I mean, because it really was inevitable that Trumpcare would be defeated, as I'd been hoping. As has been widely pointed out, the floor managers could only get as many votes for it as they did by promising the Senators that it would never become law, and billing the vote as merely a necessary first step to convening a conference committee to effectively write yet another new bill, but by now we've seen the full range of what they can come up with in the way of repealing the Affordable Care Act (which precludes doing it with any Democratic votes and thus requires 50 Republican ones). There just aren't any approaches that can get enough Republicans to vote for it, because the party doesn't have a coherent position on health care, and can't, really, as long as it seeks to bring together the wealthy libertarian and the poor nativist. Whatever came out of the conference wasn't going to be any different.
McCain's vote should be regarded as a kind of mercy killing of a freakish creature that just was not viable, a two-headed calf with a blocked intestine.

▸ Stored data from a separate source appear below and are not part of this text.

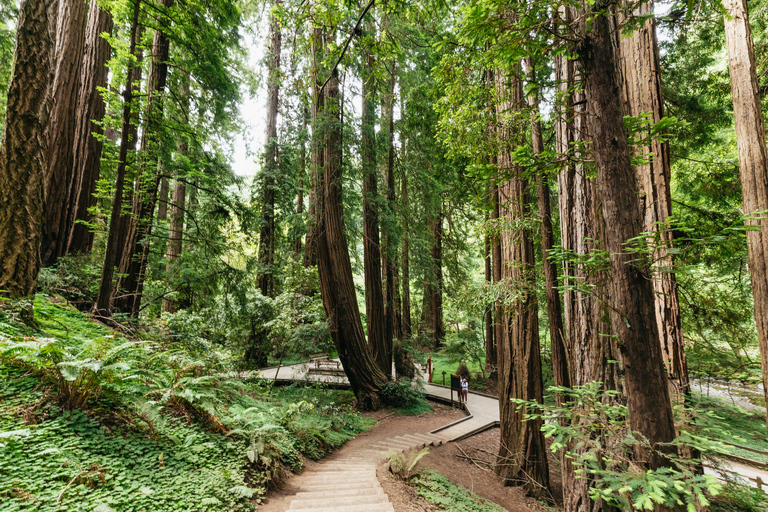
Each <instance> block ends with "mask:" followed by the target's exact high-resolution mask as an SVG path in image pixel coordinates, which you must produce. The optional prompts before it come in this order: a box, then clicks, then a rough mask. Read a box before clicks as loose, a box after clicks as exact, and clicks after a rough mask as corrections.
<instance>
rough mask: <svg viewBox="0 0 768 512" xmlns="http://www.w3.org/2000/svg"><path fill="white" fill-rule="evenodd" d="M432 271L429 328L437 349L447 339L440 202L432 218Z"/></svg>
mask: <svg viewBox="0 0 768 512" xmlns="http://www.w3.org/2000/svg"><path fill="white" fill-rule="evenodd" d="M431 230H432V273H431V276H430V278H429V281H428V285H429V286H428V290H429V309H430V316H429V320H430V322H429V330H430V331H431V332H432V336H433V337H434V338H433V339H434V348H435V351H437V350H439V349H440V346H442V344H443V341H445V325H444V323H443V207H442V204H439V205H438V207H437V212H436V213H435V218H434V219H433V220H432V226H431Z"/></svg>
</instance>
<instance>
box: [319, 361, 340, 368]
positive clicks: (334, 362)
mask: <svg viewBox="0 0 768 512" xmlns="http://www.w3.org/2000/svg"><path fill="white" fill-rule="evenodd" d="M315 368H317V369H319V370H341V363H340V362H339V361H334V360H333V359H318V360H317V361H315Z"/></svg>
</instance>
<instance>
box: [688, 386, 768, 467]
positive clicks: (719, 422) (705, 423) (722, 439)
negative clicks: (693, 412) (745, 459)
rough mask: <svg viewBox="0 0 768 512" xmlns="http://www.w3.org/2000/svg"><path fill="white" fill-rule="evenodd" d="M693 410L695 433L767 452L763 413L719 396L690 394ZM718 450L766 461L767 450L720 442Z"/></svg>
mask: <svg viewBox="0 0 768 512" xmlns="http://www.w3.org/2000/svg"><path fill="white" fill-rule="evenodd" d="M694 400H695V405H694V407H695V410H696V411H697V413H699V414H697V420H696V433H697V434H700V435H703V436H706V437H709V438H711V439H717V440H719V441H726V442H729V443H733V444H738V445H741V446H746V447H748V448H753V449H755V450H762V451H764V452H767V453H768V432H766V427H765V415H764V414H761V413H758V412H753V411H747V410H746V409H744V408H742V407H739V406H737V405H733V404H731V403H729V402H728V401H726V400H723V399H720V398H709V397H707V396H704V395H700V394H698V393H695V394H694ZM721 449H722V451H723V452H725V453H730V454H733V455H737V456H739V457H743V458H745V459H751V460H756V461H759V462H768V454H760V453H755V452H752V451H748V450H741V449H739V448H736V447H733V446H728V445H724V446H723V447H722V448H721Z"/></svg>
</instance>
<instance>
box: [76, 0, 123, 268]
mask: <svg viewBox="0 0 768 512" xmlns="http://www.w3.org/2000/svg"><path fill="white" fill-rule="evenodd" d="M112 25H113V21H112V15H111V14H110V13H109V11H107V10H106V9H102V8H101V7H99V3H98V1H97V0H91V3H90V6H89V8H88V25H87V27H86V30H85V55H84V56H83V65H82V69H81V73H82V75H81V79H80V95H79V97H78V99H77V113H76V115H75V148H74V172H75V188H74V190H75V192H76V193H77V209H76V216H75V222H74V225H73V226H72V234H71V236H70V246H69V251H70V252H80V253H89V252H91V248H92V247H93V232H92V231H91V230H90V229H89V227H88V226H87V225H86V224H84V223H85V222H90V220H91V215H90V214H89V213H88V209H89V208H91V207H93V206H96V196H95V194H96V182H97V181H98V179H99V172H100V168H101V150H102V146H103V145H104V144H103V142H102V140H101V137H100V136H101V135H102V134H103V133H104V128H103V127H102V126H101V125H100V124H97V123H99V122H100V121H102V120H103V119H104V114H105V113H106V103H105V102H104V98H103V97H102V95H101V91H99V89H100V88H104V87H106V86H107V76H108V74H109V69H108V68H107V61H108V60H109V57H110V54H111V53H112V49H111V48H110V46H109V43H108V42H107V41H106V40H105V39H104V38H103V37H101V34H104V33H107V34H111V33H112Z"/></svg>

I'd like to think David Brooks knew in advance how McCain was going to go, because today's column ("Jeff Flake Plants a Flag") seems very precisely designed to diminish the achievement and detach the question of senatorial honorability and anti-Trump resistance from the question of the health care bill by pointing at McCain's Arizona colleague, Senator Flake, who of course voted for it:
Some senators are passing the test of conscience — Ben Sasse, Lindsey Graham, Susan Collins, Mike Lee and John McCain. And to that list we can certainly add Arizona Senator Jeff Flake. In a few days he comes out with a book called “Conscience of a Conservative,” which is a thoughtful defense of traditional conservatism and a thorough assault on the way Donald Trump is betraying it.

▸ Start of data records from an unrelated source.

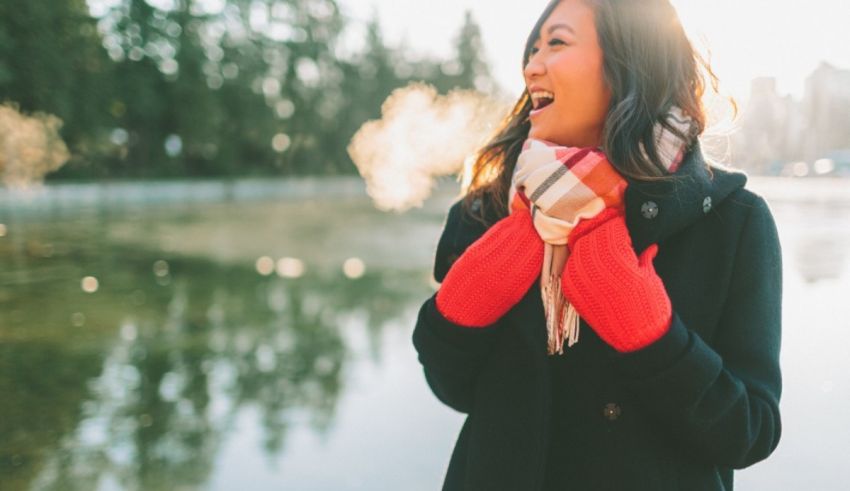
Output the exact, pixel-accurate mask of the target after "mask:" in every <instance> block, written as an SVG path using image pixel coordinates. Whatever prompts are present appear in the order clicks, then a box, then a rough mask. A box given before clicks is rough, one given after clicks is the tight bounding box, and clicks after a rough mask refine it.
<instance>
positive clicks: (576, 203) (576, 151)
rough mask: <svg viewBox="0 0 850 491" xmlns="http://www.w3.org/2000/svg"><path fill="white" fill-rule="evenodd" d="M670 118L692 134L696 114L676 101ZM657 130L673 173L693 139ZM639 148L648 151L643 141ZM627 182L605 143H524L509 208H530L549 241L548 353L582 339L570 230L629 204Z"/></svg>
mask: <svg viewBox="0 0 850 491" xmlns="http://www.w3.org/2000/svg"><path fill="white" fill-rule="evenodd" d="M667 119H668V121H669V122H670V123H671V124H672V125H673V126H674V127H675V128H677V129H679V130H680V131H682V132H683V133H684V134H686V135H693V134H694V131H695V125H694V122H693V120H692V119H691V118H690V117H688V116H686V115H685V114H684V113H683V112H682V111H681V109H680V108H678V107H676V106H674V107H673V108H672V109H671V110H670V112H669V113H668V114H667ZM654 133H655V142H656V148H657V149H658V154H659V156H660V157H661V161H662V163H663V164H664V168H665V169H666V170H667V171H668V172H669V173H674V172H675V171H676V169H677V168H678V166H679V163H680V162H681V161H682V159H683V157H684V154H685V152H686V151H687V148H688V147H689V146H690V142H691V140H690V139H688V140H683V139H681V138H680V137H678V136H677V135H676V134H674V133H673V132H672V131H670V130H669V129H667V128H665V127H664V126H663V125H662V124H661V123H660V122H659V123H656V125H655V129H654ZM641 151H643V152H644V156H646V152H645V149H644V148H643V146H642V145H641ZM627 186H628V183H627V182H626V180H625V179H624V178H623V177H622V176H621V175H620V174H619V173H618V172H617V171H616V169H615V168H614V167H613V166H612V165H611V163H610V162H609V161H608V159H607V157H606V156H605V154H604V153H603V152H602V150H601V149H595V148H579V147H565V146H560V145H556V144H554V143H551V142H547V141H543V140H537V139H531V138H530V139H528V140H526V141H525V142H524V143H523V147H522V152H521V153H520V155H519V157H518V159H517V163H516V167H515V168H514V172H513V176H512V179H511V189H510V192H509V197H508V203H509V209H510V210H511V213H515V212H522V211H525V212H528V211H529V210H530V213H531V216H532V218H533V221H534V226H535V228H536V229H537V232H538V233H539V234H540V238H541V239H542V240H543V242H544V243H545V249H544V251H545V252H544V257H543V270H542V271H541V281H540V285H541V293H542V297H543V304H544V311H545V313H546V331H547V333H548V347H547V352H548V354H550V355H553V354H556V353H557V354H563V352H564V350H563V344H564V340H567V342H568V346H569V347H572V346H573V345H574V344H575V343H576V342H578V334H579V333H578V329H579V316H578V313H577V312H576V310H575V308H574V307H573V306H572V304H570V303H569V301H568V300H567V299H566V298H565V297H564V295H563V290H562V289H561V273H562V271H563V269H564V265H565V264H566V262H567V257H568V256H569V249H568V248H567V245H566V244H567V236H568V235H569V233H570V231H572V229H573V228H574V227H575V226H576V225H577V224H578V222H579V220H580V219H583V218H584V219H588V218H592V217H594V216H596V215H597V214H598V213H599V212H601V211H602V210H604V209H605V208H607V207H609V206H614V207H620V208H622V209H625V203H624V196H625V191H626V187H627Z"/></svg>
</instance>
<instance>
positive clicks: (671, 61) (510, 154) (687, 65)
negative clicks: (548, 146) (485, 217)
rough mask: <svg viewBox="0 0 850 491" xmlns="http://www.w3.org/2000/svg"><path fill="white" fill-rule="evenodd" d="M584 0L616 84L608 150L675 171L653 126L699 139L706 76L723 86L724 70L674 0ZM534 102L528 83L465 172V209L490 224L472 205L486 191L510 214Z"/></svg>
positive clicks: (608, 127) (608, 138) (545, 9)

As did Lindsey Graham, who was very clear about how he felt before he put down his Aye. ("The skinny bill as policy is a disaster," he said. "The skinny bill as a replacement for Obamacare is a fraud.") Sasse and Lee voted for it too, but their objection to it was that it didn't kill enough people, where Collins and Graham thought it killed too many.Flake's anti-Trumpery is because he's a True Remember-Barry-Goldwater Conservative—
“Is it conservative to praise dictators as ‘strong leaders,’ to speak fondly of countries that crush dissent and murder political opponents …? Is it conservative to demonize and vilify and mischaracterize religious and ethnic minorities …? Is it conservative to be an ethno-nationalist? Is it conservative to embrace as fact things that are demonstrably untrue?”
Plus he has a new book coming out, with a title (Conscience of a Conservative) apparently stolen from Goldwater himself, presumably in tribute, not larceny, and having coffee with Brooks is part of the book tour.I guess Reagan praised Ferdinand Marcos, Zia ul-Haq, Saddam Hussein, Augusto Pinochet and Alfredo Stroessner, and so on, enough to say if Reagan was a conservative the answer may be "yes". He also memorably spoke of welfare queens and "young bucks" in a way that might be thought to have demonized somebody... Whether Barry Goldwater would have voted for Skinny Repeal I can't begin to tell you. Brooks doesn't mention health care once in the entire column. His mind is fixed on the eternal verities, like a scoop pre-publication quote from Jeff Flake's book.